Bientôt une agence unique de contrôle sanitaire des aliments

  • Création : 15 juin 2006
Le Maroc est assez avancé dans ses efforts vers l'amélioration du système national de sécurité sanitaire des aliments. Les premières observations montrent, toutefois, que le chemin sera long et hardi pour réaliser le projet de création d'une structure unique de contrôle.

Le Maroc a entamé ces dernières années une intense activité dans la perspective d'améliorer la capacité et l'efficience de son système national de sécurité sanitaire des aliments. Cette activité s'est traduite par la réorganisation des structures administratives en charge du contrôle alimentaire, la mise à niveau des ressources humaines, le renforcement des outils d'intervention et la concertation avec les partenaires concernés par la qualité et la sécurité sanitaire des aliments. 

  Cependant le système de contrôle alimentaire recèle plusieurs points faibles. Il s'agit du manque d'une stratégie nationale du contrôle, du manque de structure pour l'évaluation des risques, de l'inadaptation de l'arsenal juridique, de l'organisation et la coordination entre les structures d'appui et les laboratoires, des procédures d'intervention, de la concertation avec les professionnels et de l'information des consommateurs.

 

Les pouvoirs publics ont du faire appel à la FAO pour palier ce déficit et c'est ainsi qu'un projet TCP a été mis sur pied avec quatre principaux objectifs : 

  1. Elaboration d'une proposition juridique pour la création d'une agence nationale unique de contrôle de la qualité et de la sécurité sanitaire des aliments;
  2. Adaptation et harmonisation de l'outil juridique et réglementaire avec la nouvelle structure et le nouveau contexte international;
  3. Révision des méthodes et uniformisation des procédures d'inspection;
  4. Renforcement des capacités de contrôle, notamment en matière d'analyse des risques et de mise à niveau des ressources humaines.

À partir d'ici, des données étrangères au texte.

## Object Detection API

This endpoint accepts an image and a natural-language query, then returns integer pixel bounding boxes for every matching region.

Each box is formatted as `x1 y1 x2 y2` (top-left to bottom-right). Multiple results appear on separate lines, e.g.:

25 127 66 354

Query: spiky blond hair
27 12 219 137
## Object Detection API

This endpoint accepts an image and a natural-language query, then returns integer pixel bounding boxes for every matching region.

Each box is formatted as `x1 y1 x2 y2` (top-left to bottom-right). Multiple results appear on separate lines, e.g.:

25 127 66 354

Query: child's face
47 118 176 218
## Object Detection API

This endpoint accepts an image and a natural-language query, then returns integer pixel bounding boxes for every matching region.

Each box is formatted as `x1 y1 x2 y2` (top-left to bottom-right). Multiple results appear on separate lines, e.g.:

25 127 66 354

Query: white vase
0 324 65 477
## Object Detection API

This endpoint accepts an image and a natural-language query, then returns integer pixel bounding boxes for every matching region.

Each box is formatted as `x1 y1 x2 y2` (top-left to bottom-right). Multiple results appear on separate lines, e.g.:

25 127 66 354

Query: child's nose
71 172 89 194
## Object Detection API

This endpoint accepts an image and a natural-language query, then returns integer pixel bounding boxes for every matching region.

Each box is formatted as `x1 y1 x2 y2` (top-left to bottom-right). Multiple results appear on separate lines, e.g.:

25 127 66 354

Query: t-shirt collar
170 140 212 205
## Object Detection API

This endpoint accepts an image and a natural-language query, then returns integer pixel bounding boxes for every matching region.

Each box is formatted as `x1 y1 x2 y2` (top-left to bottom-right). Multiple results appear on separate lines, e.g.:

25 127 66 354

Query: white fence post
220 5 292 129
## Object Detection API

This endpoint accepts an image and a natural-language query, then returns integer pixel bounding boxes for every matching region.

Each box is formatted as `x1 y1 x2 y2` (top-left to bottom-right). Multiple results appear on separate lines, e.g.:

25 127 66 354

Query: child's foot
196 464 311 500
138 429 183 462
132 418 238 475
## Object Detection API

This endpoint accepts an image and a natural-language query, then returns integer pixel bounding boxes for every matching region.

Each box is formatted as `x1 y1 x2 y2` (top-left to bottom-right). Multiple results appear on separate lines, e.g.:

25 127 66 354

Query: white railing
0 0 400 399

Cependant l'entité unique devrait avoir le statut d'un établissement public qui serait placé sous la tutelle du département de l'agriculture les deux volets gestion et communication des risques. Quant au volet évaluation des risques, il sera placé sous la responsabilité du département de la santé. Les résultats attendus de ce nouveau système seront : 

  1. L'élimination des problèmes de chevauchement et de double emploi entre services et l'amélioration de la gestion des ressources disponibles;
  2. La fondation d'une cohésion de l'harmonisation des procédures de contrôle et l'assurance de l'indépendance de la gestion par rapport à l'évaluation des risques;
  3. L'assurance de l'unité des actions par une application uniforme et coordonnée de la réglementation et des méthodes d'inspection;
  4. La promotion de la qualité et la contribution à l'amélioration de la compétitivité des produits marocains en institutionnalisant l'obligation de l'autocontrôle et en mettant en place un interlocuteur unique vis-à-vis des opérateurs économiques.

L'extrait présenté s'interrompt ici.